Dalam kriminologi, terdapat perbedaan loyalitas antar mahasiswa. Kriminologi angkatan
ganjil memiliki hubungan yang kurang solid antar mahasiswa, biasanya yang menjadi anggota
IKK hanya segelintir orang. “Mahasiswa baru angkatan ganjil biasanya tidak mengikuti IKK
karena melihat lebih banyak teman sesame maba yang juga tidak ikut IKK”, tuturnya. sedangkan

bagi angkatan genap akan terlihat lebih loyal. Solidaritas antar mahasiswa lebih tinggi, karena
memang sudah menjadi budaya jika angkatan genap yang mengikuti IKK lebih banyak.
Jumat Ceria merupakan salah satu aktivitas rutin anak kriminologi. Karena tidak pernah
mengikuti kegiatan itu mengakibatkan kurangnya informasi menegenai apa saja yang dilakukan
dalam pertemuan rutin itu. Menurut narasumber, acara itu pasti diikuti oleh anak kriminologi
yang anggota IKK karena itulah “peer group” mereka.
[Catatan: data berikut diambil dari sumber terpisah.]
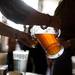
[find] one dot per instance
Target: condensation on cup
(49, 40)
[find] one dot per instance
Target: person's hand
(56, 22)
(65, 44)
(26, 39)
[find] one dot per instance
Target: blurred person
(20, 13)
(66, 12)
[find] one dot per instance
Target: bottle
(20, 58)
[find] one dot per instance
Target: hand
(56, 22)
(65, 44)
(26, 39)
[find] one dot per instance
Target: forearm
(19, 12)
(8, 31)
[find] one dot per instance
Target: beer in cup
(48, 40)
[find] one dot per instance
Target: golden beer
(48, 39)
(49, 43)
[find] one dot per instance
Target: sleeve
(16, 10)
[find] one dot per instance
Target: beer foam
(38, 30)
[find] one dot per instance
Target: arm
(16, 34)
(19, 12)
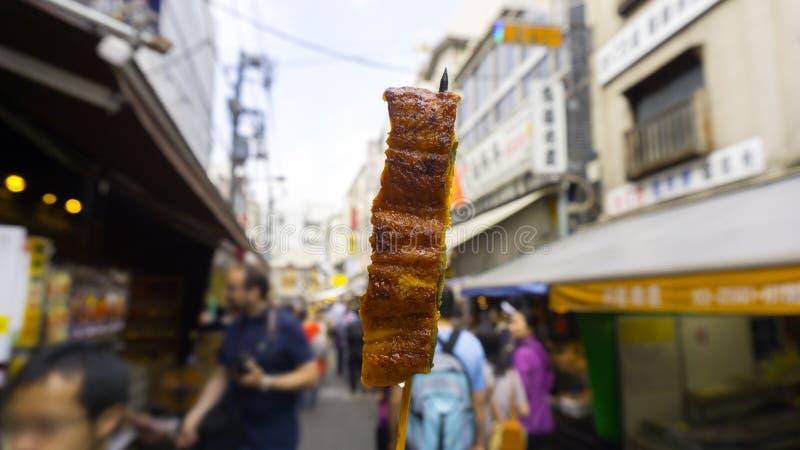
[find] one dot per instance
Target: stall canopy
(468, 229)
(737, 252)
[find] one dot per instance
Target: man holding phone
(264, 363)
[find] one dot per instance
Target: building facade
(523, 129)
(692, 97)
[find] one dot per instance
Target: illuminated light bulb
(73, 206)
(49, 199)
(15, 183)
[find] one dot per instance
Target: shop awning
(463, 232)
(506, 291)
(734, 252)
(104, 120)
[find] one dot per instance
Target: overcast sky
(324, 110)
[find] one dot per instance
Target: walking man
(264, 363)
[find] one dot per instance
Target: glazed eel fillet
(409, 216)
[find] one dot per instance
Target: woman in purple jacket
(533, 365)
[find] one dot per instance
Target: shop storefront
(106, 216)
(688, 316)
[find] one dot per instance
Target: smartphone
(241, 363)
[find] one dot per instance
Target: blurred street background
(626, 178)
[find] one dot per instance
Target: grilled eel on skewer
(409, 217)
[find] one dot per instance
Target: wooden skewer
(405, 405)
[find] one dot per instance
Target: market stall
(688, 318)
(109, 216)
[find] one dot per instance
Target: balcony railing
(676, 134)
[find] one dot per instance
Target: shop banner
(771, 291)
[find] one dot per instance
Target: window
(467, 104)
(671, 118)
(625, 7)
(506, 105)
(541, 70)
(483, 127)
(484, 80)
(506, 61)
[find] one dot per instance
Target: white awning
(458, 234)
(756, 227)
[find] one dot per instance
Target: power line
(309, 45)
(196, 82)
(183, 55)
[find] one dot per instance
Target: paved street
(338, 421)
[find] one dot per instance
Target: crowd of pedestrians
(489, 387)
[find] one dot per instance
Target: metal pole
(235, 107)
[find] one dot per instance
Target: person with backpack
(447, 411)
(532, 362)
(505, 396)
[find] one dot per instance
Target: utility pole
(235, 106)
(239, 143)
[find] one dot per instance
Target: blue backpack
(441, 416)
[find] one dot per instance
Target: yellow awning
(772, 291)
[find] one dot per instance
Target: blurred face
(47, 415)
(518, 327)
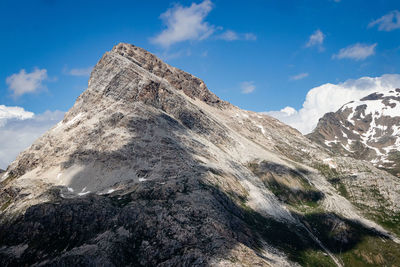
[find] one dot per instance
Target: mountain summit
(150, 168)
(367, 129)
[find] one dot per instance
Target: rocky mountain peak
(368, 129)
(149, 168)
(127, 64)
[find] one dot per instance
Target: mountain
(367, 129)
(150, 168)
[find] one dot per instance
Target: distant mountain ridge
(150, 168)
(367, 129)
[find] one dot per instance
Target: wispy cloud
(299, 76)
(23, 83)
(21, 128)
(247, 87)
(189, 24)
(230, 35)
(316, 39)
(13, 113)
(185, 23)
(330, 97)
(356, 51)
(388, 22)
(78, 71)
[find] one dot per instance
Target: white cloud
(23, 83)
(188, 24)
(9, 113)
(79, 71)
(299, 76)
(247, 87)
(357, 51)
(316, 39)
(185, 23)
(230, 35)
(330, 97)
(388, 22)
(21, 129)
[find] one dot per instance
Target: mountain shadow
(167, 213)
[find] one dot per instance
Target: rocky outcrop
(149, 168)
(367, 129)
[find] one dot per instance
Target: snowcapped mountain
(367, 129)
(150, 168)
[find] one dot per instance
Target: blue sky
(261, 55)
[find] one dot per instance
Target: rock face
(149, 168)
(367, 129)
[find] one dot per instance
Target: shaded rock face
(367, 129)
(150, 168)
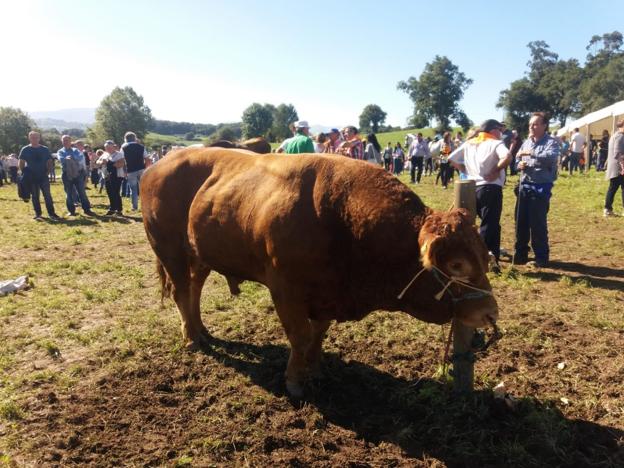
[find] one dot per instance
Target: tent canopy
(592, 125)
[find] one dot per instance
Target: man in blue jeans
(135, 156)
(484, 159)
(537, 160)
(37, 160)
(73, 176)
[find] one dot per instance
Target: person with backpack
(73, 177)
(35, 162)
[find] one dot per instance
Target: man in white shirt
(577, 148)
(484, 159)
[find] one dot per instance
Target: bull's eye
(455, 266)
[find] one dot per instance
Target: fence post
(463, 362)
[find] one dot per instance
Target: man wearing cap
(483, 159)
(35, 161)
(537, 161)
(418, 151)
(73, 176)
(301, 142)
(335, 140)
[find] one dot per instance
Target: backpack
(72, 169)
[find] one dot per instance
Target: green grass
(92, 328)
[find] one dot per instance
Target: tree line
(562, 87)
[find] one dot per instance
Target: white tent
(592, 125)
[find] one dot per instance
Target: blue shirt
(75, 154)
(36, 159)
(544, 156)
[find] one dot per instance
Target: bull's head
(451, 248)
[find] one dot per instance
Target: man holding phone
(537, 161)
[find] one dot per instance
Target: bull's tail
(166, 285)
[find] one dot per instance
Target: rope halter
(440, 276)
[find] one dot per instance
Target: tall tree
(257, 120)
(550, 85)
(284, 115)
(437, 92)
(371, 118)
(14, 127)
(121, 111)
(604, 78)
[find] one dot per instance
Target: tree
(284, 115)
(257, 120)
(603, 82)
(436, 94)
(550, 85)
(14, 127)
(121, 111)
(371, 118)
(605, 87)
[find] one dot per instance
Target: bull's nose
(480, 319)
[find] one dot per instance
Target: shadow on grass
(426, 419)
(588, 270)
(593, 281)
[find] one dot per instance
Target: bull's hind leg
(318, 328)
(295, 321)
(186, 289)
(196, 336)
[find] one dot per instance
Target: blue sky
(207, 61)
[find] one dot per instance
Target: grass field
(93, 371)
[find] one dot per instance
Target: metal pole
(463, 361)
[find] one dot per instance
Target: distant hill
(63, 119)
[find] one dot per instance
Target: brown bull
(332, 239)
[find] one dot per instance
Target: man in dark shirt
(36, 159)
(135, 156)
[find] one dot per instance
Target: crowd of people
(484, 156)
(117, 169)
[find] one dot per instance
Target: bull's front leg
(318, 328)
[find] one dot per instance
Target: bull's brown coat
(331, 237)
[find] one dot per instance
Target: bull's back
(298, 216)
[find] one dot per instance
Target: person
(352, 145)
(565, 148)
(319, 143)
(135, 155)
(446, 170)
(3, 172)
(537, 161)
(114, 162)
(387, 157)
(418, 151)
(398, 158)
(372, 153)
(36, 160)
(73, 177)
(12, 164)
(603, 151)
(484, 159)
(615, 168)
(577, 148)
(301, 141)
(335, 140)
(282, 147)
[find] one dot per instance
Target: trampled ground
(93, 370)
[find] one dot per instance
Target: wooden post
(463, 365)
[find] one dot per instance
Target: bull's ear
(428, 251)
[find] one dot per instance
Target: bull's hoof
(295, 389)
(200, 342)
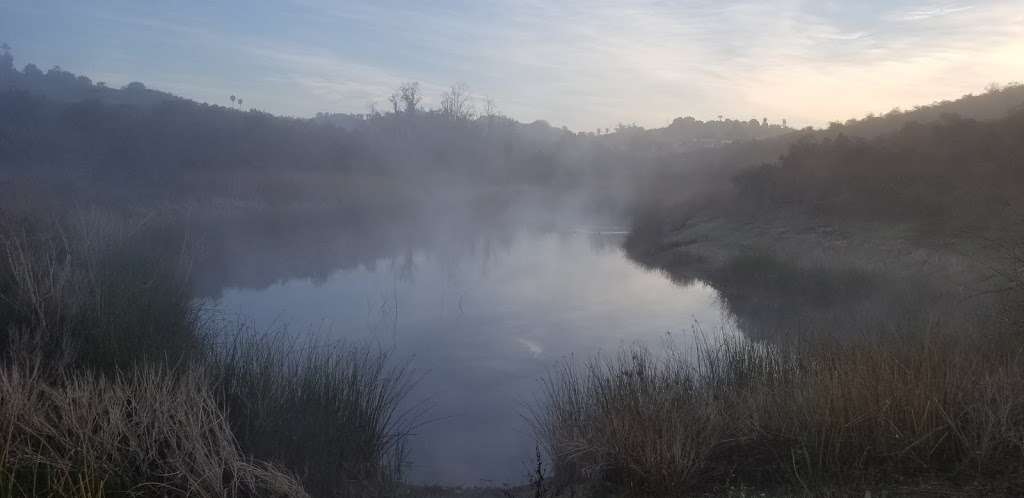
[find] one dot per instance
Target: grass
(112, 383)
(150, 432)
(883, 412)
(330, 412)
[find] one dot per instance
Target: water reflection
(483, 313)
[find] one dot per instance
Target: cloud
(590, 64)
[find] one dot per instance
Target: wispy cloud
(588, 64)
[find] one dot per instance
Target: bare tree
(456, 102)
(489, 109)
(407, 98)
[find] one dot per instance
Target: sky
(584, 64)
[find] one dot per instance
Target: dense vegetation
(880, 275)
(875, 263)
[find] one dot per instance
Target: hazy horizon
(585, 66)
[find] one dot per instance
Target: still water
(481, 316)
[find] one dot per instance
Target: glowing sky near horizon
(581, 64)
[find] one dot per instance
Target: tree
(456, 102)
(409, 96)
(6, 59)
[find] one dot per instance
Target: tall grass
(96, 291)
(147, 432)
(113, 383)
(888, 410)
(329, 412)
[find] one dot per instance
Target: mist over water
(481, 313)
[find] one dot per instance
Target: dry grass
(331, 412)
(891, 410)
(150, 432)
(136, 397)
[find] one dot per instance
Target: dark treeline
(954, 172)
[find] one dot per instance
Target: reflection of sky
(484, 324)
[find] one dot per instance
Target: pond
(481, 314)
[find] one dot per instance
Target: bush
(888, 410)
(148, 432)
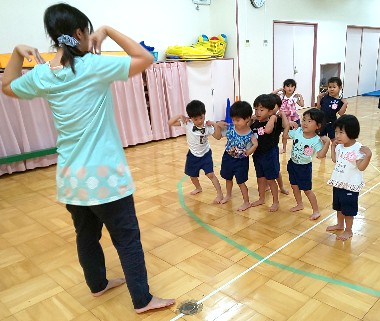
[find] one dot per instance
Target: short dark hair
(289, 82)
(350, 124)
(195, 108)
(335, 80)
(317, 115)
(241, 109)
(265, 101)
(277, 99)
(63, 19)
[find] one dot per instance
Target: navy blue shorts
(267, 164)
(300, 175)
(345, 201)
(328, 130)
(194, 164)
(237, 167)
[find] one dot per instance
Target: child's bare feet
(283, 190)
(257, 203)
(218, 199)
(314, 216)
(298, 207)
(156, 303)
(196, 191)
(335, 227)
(244, 206)
(225, 199)
(345, 236)
(274, 207)
(111, 284)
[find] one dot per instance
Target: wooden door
(199, 79)
(222, 73)
(352, 63)
(368, 61)
(293, 57)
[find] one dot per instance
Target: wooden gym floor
(252, 265)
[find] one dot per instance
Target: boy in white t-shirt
(351, 159)
(199, 155)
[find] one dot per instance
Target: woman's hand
(27, 51)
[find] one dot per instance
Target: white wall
(332, 17)
(162, 23)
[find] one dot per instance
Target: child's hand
(325, 140)
(366, 151)
(222, 124)
(27, 51)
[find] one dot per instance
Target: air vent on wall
(207, 2)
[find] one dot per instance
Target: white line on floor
(268, 256)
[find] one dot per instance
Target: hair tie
(68, 41)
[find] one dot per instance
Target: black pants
(120, 219)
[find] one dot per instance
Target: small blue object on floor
(375, 93)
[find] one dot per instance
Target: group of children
(258, 135)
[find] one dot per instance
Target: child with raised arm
(93, 177)
(199, 155)
(267, 128)
(306, 143)
(285, 130)
(351, 158)
(240, 144)
(289, 101)
(331, 104)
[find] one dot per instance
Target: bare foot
(298, 207)
(244, 206)
(218, 199)
(111, 284)
(335, 227)
(257, 203)
(283, 190)
(314, 216)
(274, 207)
(196, 191)
(345, 236)
(156, 303)
(225, 199)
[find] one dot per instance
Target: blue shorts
(237, 167)
(328, 130)
(300, 175)
(194, 164)
(267, 164)
(345, 201)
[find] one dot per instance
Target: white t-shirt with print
(198, 139)
(346, 174)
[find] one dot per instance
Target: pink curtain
(131, 111)
(168, 95)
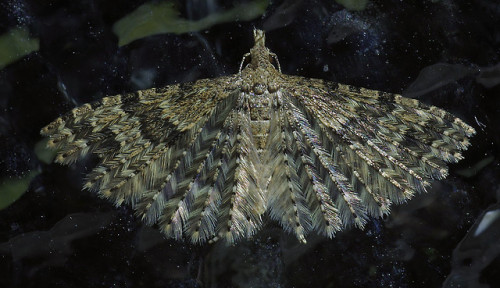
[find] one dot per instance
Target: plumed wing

Ketika dalam ajang Olimpiade Fisip, tidak jarang kriminologi bermasalah dengan
department lain. Penyebabnya adalah karena Kriminologi itu kuat, tidak mungkin dikalahkan
oleh yang lain. Bahkan tidak jarang hingga terjadi konflik fisik. Ini juga merupakan pengaruh
yang dibawa oleh senior. Jadi, sejak mahasiswa baru telah ditanamkan nilai-nilai kriminolgi bagi
mereka agar lebih loyal pada department serta mau dan mampu membela prestise Kriminologi
ditengah-tengah pertandingan untuk merebut gelar juara.
Bahasan terakhir mengenai isu empat gender di Fisip. Akan tetapi, narasumber kurang
memahami tentang apa makna dari isu tersebut yang menyebutkan jika di Fisip terdapat istilah
cowok Fisip, cewek Fisip, cowok Komunikasi, dan cewek Kriminologi.
*)Kak Nuvus, Kak Iga
Menurut mereka, status sebagai anggota IKK itu menjadi hal yang eksklusif. factor
utamanya adalah mereka yang IKK akan memperoleh informasi yang lebih update dari senior
mengenai berbagai kompetisi yang ada. Bisa dikatakan pula, yang menyandang status mahasiswa
Kriminologi akan lebih sulit mengikuti kompetisi yang ada karena telah didominasi oleh anak
kriminolgi. Terkadang juga karena memang tidak diberi kesempatan ataupun tawaran untuk
berpartisipasi aktif. Misalnya, pernah suatu waktu Kak Iga diberikan tawaran untuk mengikuti
Olimpiade Fisip oleh anak kriminologi, tapi ditolaknya. Penyebabnya yaitu tawaran tersebut
dirasa hanya sekadar tawaran tanpa ada tuntutan untuk berpartisipasi secara aktif. dengan kata
lain, hanya sebagai formalitas, padahal dalam kenyataannya siapa yang harus aktif dalam
kompetisi telah ditunjuk. Ilustrasi tersebut menggambarkan bahwa pada dasarnya terdapat jurang

pemisah antara anak kriminolgi dan mahasiswa kriminologi. Terdapat pula perbedaan hak dan
kewajiban dalam kontribusinya atas nama kriminologi.